Health facility design

Students develop design concepts for
College Station family practice center
   


Last October, design concepts for a new 5,000-square-foot family practice clinic in Bryan/College Station were unveiled by the Texas A&M architecture students who created them at a public reception at the university’s Langford Architecture Center.

The new clinic, to be built on North Forest Parkway in College Station by physicians Garth Morgan and John Hall, will replace their current facility, the Osler Boulevard Family Practice Center. The physicians plan to provide ideas generated by the students to the architects who will develop the final design.

“This studio project was truly an interdisciplinary effort, incorporating input from the various disciplines represented in the College of Architecture into both design and construction solutions,” said George J. Mann, the Ronald L. Skaggs Endowed Professor of Health Facility Design and leader of the design studio.

To complete the project — which features 36 proposed designs — Mann's students worked closely with their clients and faculty advisers. They visited the current clinic and other family practice clinics in the area, analyzed the construction site, developed an efficient space program, and prepared schematic plans, sketches and models that will be presented Friday afternoon.

The students were also assisted by representatives from the city of College Station who advised them on environmental concerns and site planning issues.

“By exposing architecture students to the process of working with a client, they learn the art of listening and being responsive,” said Mann. “Their attentiveness is reflected in their solutions which incorporate elements conducive to good health, like natural lighting and indoor and outdoor gardens, while facilitating modern medical practices, such as the use of electronic medical records.”

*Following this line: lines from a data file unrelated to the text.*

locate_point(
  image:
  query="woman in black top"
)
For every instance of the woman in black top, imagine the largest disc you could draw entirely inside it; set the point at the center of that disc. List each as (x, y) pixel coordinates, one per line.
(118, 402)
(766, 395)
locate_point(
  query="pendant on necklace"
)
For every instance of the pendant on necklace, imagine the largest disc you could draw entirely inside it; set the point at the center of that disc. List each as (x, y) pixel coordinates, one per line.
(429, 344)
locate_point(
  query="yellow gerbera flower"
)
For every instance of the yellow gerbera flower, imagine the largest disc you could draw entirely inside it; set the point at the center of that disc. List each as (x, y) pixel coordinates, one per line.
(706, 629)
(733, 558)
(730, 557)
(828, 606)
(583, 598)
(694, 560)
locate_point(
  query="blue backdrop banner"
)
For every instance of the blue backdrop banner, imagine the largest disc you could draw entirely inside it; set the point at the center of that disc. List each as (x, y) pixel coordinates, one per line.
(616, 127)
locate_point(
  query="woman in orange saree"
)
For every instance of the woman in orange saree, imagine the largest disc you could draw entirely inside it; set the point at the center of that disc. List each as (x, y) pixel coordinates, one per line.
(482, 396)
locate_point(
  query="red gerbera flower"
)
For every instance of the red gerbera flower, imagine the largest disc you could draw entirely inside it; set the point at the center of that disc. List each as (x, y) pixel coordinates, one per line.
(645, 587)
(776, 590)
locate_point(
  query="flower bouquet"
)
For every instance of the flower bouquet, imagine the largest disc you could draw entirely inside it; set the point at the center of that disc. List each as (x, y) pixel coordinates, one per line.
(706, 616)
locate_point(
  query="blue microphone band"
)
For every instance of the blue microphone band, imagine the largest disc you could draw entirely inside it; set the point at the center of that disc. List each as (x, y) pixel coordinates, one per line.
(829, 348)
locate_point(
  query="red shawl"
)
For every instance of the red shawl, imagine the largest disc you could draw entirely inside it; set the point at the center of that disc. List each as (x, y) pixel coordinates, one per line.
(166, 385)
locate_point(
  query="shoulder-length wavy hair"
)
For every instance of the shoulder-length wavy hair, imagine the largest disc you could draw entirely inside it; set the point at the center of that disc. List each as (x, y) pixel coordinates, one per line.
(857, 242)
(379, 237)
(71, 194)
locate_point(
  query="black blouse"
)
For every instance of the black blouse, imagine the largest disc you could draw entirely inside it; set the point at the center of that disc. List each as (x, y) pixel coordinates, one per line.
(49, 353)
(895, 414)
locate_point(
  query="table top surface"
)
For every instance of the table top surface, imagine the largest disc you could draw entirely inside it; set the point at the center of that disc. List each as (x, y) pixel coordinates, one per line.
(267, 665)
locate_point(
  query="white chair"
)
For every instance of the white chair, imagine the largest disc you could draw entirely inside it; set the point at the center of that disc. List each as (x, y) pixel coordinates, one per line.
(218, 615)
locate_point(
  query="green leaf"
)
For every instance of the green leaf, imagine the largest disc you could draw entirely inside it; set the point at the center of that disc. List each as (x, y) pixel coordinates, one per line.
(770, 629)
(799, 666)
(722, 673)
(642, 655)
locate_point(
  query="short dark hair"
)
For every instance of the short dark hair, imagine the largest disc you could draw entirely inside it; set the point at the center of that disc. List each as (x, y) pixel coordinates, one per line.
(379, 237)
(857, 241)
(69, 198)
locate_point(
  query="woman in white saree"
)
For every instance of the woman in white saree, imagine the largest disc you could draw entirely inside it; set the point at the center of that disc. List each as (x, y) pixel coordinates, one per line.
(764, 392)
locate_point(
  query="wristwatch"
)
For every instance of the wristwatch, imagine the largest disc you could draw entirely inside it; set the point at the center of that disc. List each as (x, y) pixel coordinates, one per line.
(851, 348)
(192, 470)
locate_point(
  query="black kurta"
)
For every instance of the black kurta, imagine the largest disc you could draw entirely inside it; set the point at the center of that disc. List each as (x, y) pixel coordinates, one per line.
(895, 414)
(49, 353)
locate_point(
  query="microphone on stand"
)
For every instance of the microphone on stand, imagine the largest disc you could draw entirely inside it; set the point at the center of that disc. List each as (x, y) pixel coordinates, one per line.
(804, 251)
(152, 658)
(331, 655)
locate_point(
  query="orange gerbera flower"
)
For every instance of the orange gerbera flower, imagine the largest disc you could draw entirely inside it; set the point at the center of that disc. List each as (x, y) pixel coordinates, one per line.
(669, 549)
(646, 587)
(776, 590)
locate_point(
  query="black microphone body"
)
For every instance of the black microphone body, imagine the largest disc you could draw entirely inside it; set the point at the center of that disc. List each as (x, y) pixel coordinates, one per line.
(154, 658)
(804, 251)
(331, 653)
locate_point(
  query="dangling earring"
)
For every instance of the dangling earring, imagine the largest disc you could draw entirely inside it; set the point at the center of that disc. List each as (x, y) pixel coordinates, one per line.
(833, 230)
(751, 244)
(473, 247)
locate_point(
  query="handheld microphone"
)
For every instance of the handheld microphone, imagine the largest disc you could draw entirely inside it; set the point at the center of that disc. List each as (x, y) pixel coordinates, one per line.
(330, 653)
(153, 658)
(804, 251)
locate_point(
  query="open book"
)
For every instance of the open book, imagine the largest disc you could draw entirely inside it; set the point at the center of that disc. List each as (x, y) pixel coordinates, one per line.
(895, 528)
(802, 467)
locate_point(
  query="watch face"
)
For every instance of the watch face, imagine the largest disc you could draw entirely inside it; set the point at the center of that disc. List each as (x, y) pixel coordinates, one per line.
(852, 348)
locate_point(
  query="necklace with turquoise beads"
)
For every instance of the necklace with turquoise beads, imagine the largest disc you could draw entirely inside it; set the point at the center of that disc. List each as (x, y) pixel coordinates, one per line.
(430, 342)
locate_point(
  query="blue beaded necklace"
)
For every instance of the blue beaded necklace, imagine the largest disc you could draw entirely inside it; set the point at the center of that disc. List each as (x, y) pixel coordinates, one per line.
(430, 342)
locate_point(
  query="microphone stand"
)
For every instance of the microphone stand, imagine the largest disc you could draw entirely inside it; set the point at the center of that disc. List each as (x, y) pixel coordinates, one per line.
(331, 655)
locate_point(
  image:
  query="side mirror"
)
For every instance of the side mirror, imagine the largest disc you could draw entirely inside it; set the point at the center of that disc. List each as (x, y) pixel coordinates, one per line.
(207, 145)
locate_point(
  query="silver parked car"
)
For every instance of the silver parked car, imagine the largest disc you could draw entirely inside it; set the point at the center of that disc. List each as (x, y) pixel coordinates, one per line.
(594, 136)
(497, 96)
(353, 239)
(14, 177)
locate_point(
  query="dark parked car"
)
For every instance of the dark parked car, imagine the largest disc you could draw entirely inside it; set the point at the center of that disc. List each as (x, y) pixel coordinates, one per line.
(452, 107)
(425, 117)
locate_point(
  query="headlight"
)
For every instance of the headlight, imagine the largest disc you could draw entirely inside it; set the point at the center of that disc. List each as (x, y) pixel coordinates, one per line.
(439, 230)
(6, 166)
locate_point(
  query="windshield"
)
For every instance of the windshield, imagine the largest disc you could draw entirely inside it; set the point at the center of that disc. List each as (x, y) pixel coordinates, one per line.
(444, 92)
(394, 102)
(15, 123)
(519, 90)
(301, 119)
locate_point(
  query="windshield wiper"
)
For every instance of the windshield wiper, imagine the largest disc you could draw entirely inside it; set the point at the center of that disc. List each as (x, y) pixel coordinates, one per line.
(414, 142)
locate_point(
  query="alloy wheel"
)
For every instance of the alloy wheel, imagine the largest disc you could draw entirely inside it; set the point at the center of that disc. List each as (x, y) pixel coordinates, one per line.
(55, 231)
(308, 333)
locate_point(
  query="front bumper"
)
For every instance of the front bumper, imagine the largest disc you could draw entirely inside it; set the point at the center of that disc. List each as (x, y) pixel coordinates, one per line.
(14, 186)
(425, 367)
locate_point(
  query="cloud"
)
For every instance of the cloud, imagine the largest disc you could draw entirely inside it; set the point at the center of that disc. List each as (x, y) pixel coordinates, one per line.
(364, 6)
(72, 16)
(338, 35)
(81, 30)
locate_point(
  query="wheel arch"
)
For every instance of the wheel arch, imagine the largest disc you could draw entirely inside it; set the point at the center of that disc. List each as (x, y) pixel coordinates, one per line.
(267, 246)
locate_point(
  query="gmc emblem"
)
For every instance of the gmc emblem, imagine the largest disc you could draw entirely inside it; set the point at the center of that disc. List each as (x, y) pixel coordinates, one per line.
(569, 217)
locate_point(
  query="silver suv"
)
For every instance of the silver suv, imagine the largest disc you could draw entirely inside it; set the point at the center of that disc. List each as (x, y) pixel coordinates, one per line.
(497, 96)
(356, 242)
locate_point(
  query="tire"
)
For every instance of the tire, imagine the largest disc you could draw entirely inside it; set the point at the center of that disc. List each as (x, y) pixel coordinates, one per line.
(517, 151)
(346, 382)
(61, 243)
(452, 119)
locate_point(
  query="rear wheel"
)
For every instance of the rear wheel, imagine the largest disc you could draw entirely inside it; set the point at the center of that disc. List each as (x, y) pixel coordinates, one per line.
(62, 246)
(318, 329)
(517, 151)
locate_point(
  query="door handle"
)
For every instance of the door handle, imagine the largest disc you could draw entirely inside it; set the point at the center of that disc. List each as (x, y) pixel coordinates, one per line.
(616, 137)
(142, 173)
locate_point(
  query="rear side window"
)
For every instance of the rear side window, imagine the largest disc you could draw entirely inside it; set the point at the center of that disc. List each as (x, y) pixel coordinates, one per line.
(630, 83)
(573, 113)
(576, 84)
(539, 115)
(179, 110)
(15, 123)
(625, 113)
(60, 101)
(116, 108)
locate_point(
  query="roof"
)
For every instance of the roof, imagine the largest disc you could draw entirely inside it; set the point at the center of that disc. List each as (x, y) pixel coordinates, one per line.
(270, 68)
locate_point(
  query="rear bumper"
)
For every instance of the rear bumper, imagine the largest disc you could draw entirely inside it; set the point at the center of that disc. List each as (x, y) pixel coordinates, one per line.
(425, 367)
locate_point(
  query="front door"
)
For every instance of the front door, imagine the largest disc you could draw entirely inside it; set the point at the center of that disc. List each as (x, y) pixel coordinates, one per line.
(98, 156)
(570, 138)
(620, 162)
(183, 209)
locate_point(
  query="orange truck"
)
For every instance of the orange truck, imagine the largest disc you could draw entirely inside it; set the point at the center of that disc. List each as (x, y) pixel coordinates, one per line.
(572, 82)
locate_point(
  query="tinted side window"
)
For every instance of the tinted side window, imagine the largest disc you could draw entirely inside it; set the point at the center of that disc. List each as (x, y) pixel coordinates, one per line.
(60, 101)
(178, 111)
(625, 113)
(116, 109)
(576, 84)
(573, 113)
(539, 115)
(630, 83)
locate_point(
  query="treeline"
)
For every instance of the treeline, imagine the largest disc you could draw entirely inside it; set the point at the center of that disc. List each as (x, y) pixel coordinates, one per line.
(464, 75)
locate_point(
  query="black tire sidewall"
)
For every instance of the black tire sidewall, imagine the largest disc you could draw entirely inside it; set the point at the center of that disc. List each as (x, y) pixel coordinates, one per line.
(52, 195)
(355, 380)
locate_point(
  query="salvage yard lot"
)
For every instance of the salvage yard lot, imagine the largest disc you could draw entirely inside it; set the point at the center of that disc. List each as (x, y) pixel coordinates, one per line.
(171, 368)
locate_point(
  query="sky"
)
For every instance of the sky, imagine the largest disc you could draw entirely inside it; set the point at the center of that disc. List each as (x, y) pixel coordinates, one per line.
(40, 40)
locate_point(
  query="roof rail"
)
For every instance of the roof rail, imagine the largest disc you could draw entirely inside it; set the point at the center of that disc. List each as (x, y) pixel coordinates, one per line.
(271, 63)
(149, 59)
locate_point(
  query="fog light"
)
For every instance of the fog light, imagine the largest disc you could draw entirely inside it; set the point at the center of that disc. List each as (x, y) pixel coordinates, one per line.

“Since its inception in 1966, the architecture-for-health program at Texas A&M University has focused on case study approaches to health facility design that allow students to work on real projects, with actual clients and budgets,” Mann explained. “Through its interdisciplinary approach to problem solving, the program encourages students to work with doctors and allied health professionals as well as experts in all of the built environment professions.”

So far, Mann said, the Texas A&M students have tackled over 500 architecture-for-health projects for a variety of clients and organizations at locations around the world.